Lazy lists

I wanted to write about lazy lists and lazy queues today, but I spent most of the day struggling with getting lazy evaluation to work. Finally, I convinced myself that something was broken in R, and I was justified in thinking that; upgrading to the most recent version resolved the issue.

Since I spent too long with this problem, I won’t have time to implement lazy queues today, but I can tell you how lazy lists are implemented.

Lazy lists

I described how linked lists can be implemented using my pmatch package here. I won’t repeat it here; only repeat the code:

library(pmatch)

linked_list := NIL | CONS(car, cdr)
toString.linked_list <- function(llist)
  cases(llist, NIL -> "[]",
        CONS(car, cdr) -> paste(car, "::", toString(cdr)))
print.linked_list <- function(llist)
  cat(toString(llist), "\n")

With these lists, we can do everything that we usually want to do with linked lists, but these are “eager” lists, and sometimes we want lazy lists. By this, I mean that when we write an expression that manipulates a lists, we don’t want it evaluated until we need it. This can be achieved using thunks without any effort. However, we also want to remember the results of evaluating expressions, so we do not have to re-evaluate them. Thunks, by themselves, do not do this. R promises do.

I am going to implement lazy lists as linked lists, except that the cdr will always be a thunk. And to compare lazy versus eager evaluation I will use two different thunks:

make_eager_thunk <- function(expr) {
  force(expr)
  THUNK(function() expr)
}
make_lazy_thunk <- function(expr) {
  THUNK(function() expr)
}

As you can see, the only difference is that the first force its promise while the second does not.

We can write code that assumes that a lazy list is always a thunk, and all the code below would work. We can’t pattern match against empty and non-empty lazy lists this way, though, and when I implement lazy queues, I want to be able to do that.

So, I define a type for lazy lists; it is either an empty lazy list or a thunk.

lazy_list := LLNIL | THUNK(lst)
toString.lazy_list <- function(x)
  cases(x,
        LLNIL -> "<>",
        THUNK(y) ->
          cases(y(),
            NIL -> "<>",
            CONS(car, cdr) -> paste(car, ":: <...>")))
print.lazy_list <- function(x)
  cat(toString(x), "\n")

We cannot use NIL for the empty lazy list since that constructor is already used for linked lists.

The pattern matching that first checks if a lazy list is empty, evaluate it if not and then checks if the linked list is empty before dealing with non-empty lists is very tedious to write, so I will use this macro.

It uses some tidy-evaluate so you might find it interesting if you like non-standard evaluation. If not, you can skip the function.

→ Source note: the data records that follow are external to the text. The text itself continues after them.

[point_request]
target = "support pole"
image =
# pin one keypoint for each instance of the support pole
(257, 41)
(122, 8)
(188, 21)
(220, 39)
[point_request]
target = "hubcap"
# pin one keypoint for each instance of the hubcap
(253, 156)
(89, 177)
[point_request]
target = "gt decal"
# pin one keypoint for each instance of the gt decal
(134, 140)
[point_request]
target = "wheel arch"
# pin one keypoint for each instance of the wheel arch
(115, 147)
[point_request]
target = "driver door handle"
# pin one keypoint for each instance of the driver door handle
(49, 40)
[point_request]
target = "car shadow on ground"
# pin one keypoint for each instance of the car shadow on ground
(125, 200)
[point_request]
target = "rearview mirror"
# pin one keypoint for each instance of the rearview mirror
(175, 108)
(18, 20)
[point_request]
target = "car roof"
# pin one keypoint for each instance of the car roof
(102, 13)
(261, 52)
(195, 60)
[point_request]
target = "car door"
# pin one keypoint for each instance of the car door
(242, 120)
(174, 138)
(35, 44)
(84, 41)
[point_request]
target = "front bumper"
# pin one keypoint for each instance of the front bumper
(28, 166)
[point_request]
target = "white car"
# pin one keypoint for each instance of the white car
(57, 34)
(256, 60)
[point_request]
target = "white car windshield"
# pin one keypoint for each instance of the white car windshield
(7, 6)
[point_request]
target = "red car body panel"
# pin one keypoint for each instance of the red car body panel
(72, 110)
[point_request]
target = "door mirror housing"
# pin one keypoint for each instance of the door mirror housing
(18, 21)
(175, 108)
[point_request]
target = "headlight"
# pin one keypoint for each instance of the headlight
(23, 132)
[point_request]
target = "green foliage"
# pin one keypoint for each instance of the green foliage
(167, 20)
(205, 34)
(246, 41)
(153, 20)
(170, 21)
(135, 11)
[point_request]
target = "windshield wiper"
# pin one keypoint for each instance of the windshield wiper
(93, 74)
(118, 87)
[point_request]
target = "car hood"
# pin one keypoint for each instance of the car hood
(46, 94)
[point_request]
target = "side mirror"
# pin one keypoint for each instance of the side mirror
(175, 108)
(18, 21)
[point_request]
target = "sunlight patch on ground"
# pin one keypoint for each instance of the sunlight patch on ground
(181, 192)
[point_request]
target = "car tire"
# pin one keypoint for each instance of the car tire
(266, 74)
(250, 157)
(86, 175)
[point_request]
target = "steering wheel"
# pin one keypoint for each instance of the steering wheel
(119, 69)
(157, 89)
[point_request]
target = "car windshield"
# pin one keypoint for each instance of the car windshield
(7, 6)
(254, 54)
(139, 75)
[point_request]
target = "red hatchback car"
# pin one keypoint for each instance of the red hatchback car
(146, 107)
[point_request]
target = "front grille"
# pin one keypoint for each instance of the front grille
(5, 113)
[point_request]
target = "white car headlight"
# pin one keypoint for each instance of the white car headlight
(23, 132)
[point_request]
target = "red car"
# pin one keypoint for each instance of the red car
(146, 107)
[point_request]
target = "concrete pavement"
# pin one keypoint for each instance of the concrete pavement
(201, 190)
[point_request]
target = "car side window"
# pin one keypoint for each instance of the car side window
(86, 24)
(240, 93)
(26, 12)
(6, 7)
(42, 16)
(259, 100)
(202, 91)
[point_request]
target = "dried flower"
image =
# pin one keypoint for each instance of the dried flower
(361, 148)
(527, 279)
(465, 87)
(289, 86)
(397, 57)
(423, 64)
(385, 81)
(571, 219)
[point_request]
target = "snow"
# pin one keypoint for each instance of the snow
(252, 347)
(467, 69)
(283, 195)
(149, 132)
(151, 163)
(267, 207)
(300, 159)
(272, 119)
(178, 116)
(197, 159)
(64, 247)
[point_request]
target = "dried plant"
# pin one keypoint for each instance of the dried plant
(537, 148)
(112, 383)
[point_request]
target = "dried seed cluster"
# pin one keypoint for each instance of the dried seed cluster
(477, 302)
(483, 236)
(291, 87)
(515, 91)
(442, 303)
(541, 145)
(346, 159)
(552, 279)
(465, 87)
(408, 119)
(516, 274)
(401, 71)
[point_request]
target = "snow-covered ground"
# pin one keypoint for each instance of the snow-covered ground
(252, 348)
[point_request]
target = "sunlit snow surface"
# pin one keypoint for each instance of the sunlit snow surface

lazy_macro <- function(empty_pattern, nonempty_pattern, ...) {
  
  empty_pattern    <- substitute(empty_pattern)
  nonempty_pattern <- substitute(nonempty_pattern)
  extra_args       <- rlang::enexprs(...)
  
  cases_pattern <- rlang::expr(
    cases(.list,
          LLNIL -> !!empty_pattern,
          THUNK(.list_thunk) ->
            cases(.list_thunk(),
                  NIL -> !!empty_pattern,
                  CONS(car, cdr) -> !!nonempty_pattern))
  )
  function_expr <- rlang::expr(
    rlang::new_function(
      alist(.list =, !!!extra_args), 
      cases_pattern, 
      env = rlang::caller_env())  
  )
  
  rlang::eval_bare(function_expr)
}

The macro takes two+ arguments. The first says what to do when the list is empty, the second what to do when it is not, and any additional arguments are used as arguments for the function it defines.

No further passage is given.